7 sentenced for murder of 4 would-be emigrants
Seven Cubans were tried and sentenced for the killing of four citizens who had hired their services to leave Cuba illegally, the daily Granma reported Monday (Feb. 16).
The crime was reported by Granma on June 14 of last year and reprinted in Progreso Weekly that same day. For details, click here.
The defendants were tried on various charges, including murder, theft with violence, intimidation, falsification of documents and trafficking in human beings. Their sentences were listed as follows:
Jorge Salazar Ricardo (life imprisonment), Reinier Armas García (life imprisonment), Rafael Sánchez Hernández (25 years’ imprisonment), Yassel Montero Vásquez (22 years), Jorge Suárez León (8), Yusniel Grimont Sánchez (8) and Michel García Urgelles (10).
In addition, Salazar and Armas will have to indemnify the families of the victims. All defendants will lose their right to vote and to hold any administrative jobs after their release. They will also be barred from traveling abroad.
The defendants may appeal the sentences, but only on procedural grounds.
According to the charges, the defendants, “by common agreement, decided to conceive and execute a plan wherein they would simulate the organization of an illegal departure by sea from the national territory toward the United States of America, with the aim of keeping the money that the interested parties would pay them to arrange for their voyage.”
The perpetrators arranged for a bicycle-taxi driver to deliver five would-be emigrants to Niña Bonita beach, in Bauta, Artemisa province, and proceeded to kill four of them. The taxi driver was unaware of the plan and escaped.
The well-publicized sentences are expected to serve as a deterrent to anyone organizing illegal emigration.

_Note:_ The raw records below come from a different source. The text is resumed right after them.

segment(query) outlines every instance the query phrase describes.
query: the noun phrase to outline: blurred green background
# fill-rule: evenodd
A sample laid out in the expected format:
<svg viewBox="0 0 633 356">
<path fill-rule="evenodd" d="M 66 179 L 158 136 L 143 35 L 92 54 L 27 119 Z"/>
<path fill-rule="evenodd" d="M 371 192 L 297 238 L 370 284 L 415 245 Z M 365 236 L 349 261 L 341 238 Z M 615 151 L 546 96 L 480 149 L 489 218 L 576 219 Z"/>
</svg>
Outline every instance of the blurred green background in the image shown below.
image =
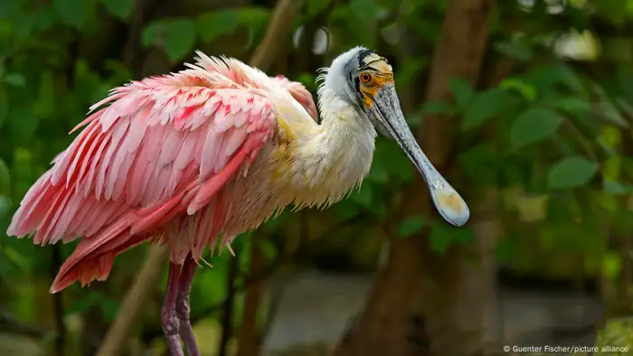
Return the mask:
<svg viewBox="0 0 633 356">
<path fill-rule="evenodd" d="M 144 267 L 145 246 L 108 281 L 50 295 L 74 244 L 5 235 L 67 133 L 109 89 L 181 70 L 196 49 L 248 61 L 275 5 L 0 2 L 0 355 L 95 354 Z M 421 145 L 471 220 L 454 230 L 426 211 L 423 183 L 380 137 L 359 192 L 284 212 L 239 238 L 236 258 L 198 271 L 203 354 L 481 355 L 564 340 L 633 354 L 633 1 L 298 0 L 292 11 L 266 71 L 316 94 L 316 69 L 341 52 L 387 57 L 412 130 L 437 138 Z M 165 354 L 162 278 L 118 354 Z"/>
</svg>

The trial and sentencing came only weeks after U.S. and Cuban government officials met in Havana to discuss “safe, legal and orderly migration” between the two countries.
That meeting, on Jan. 21, was followed by the first direct talks between Havana and Washington to reestablish diplomatic relations.
In the weeks since both governments announced plans to restore relations, the U.S. Coast Guard has reported a spike in illegal departures from Cuba. In December alone, 481 Cubans were halted at sea or landed on U.S. shores, a 117 percent increase since December 2013, according to the Coast Guard.
[Photo at top is of Baracoa Beac in Bauta, Artemisa Province.]